Ibuku hanya bisa membalasnya dengan helaan nafas dan menunjukkan raut wajah sedih lalu dibalasnya dengan beberapa kalimat,"ya mau bagaimana lagi dijalani saja, hutang juga belum lunas dibayar."
"Ya sudah aku bacakan sholawat saja kalau-kalau Allah membantu meringankan pekerjaanku selagi aku bekerja dengan tekanan yang berat ini."
Aku hanya bisa diam sambil mendengarkan percakapan kedua orang tuaku yang tiada hentinya, sambil membatin "andaikan aku sudah bekerja, pasti keadaannya lebih ringan dari sekarang."
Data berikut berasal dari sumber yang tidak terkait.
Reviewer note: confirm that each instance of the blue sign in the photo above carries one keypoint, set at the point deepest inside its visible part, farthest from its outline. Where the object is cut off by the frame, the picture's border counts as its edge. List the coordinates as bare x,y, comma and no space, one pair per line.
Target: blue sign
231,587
Cerita pukul 20.30 ini mengalir mulus, sesekali diam menikmati angin malam dengan memandangi lampu jalan yang dirayapi binatang kecil, menepuk nyamuk yang menggigiti kaki, menggaruk tangan dan kaki yang gatal,ayah yang sesekali menguap karena mengantuk, berbisik pelan takut-takut kalau tetangga mendengar cerita ringan aku, ibu, dan ayah. Indah. Seakan aku tidak ingin meninggalkan momen ini, takut kalau hal yang tak kuinginkan terjadi dan ini tak akan menjadi kebiasaan kami. Ya Tuhan takut, pasti, tak ada yang tau kelanjutan cerita hidup seperti apa. Maka dari itu aku berusaha bersyukur selagi bisa berbagi kisah dengan kedua orang tuaku, akan kusempatkan, tak akan kubiarkan suatu hal menghalangi momen manis kami.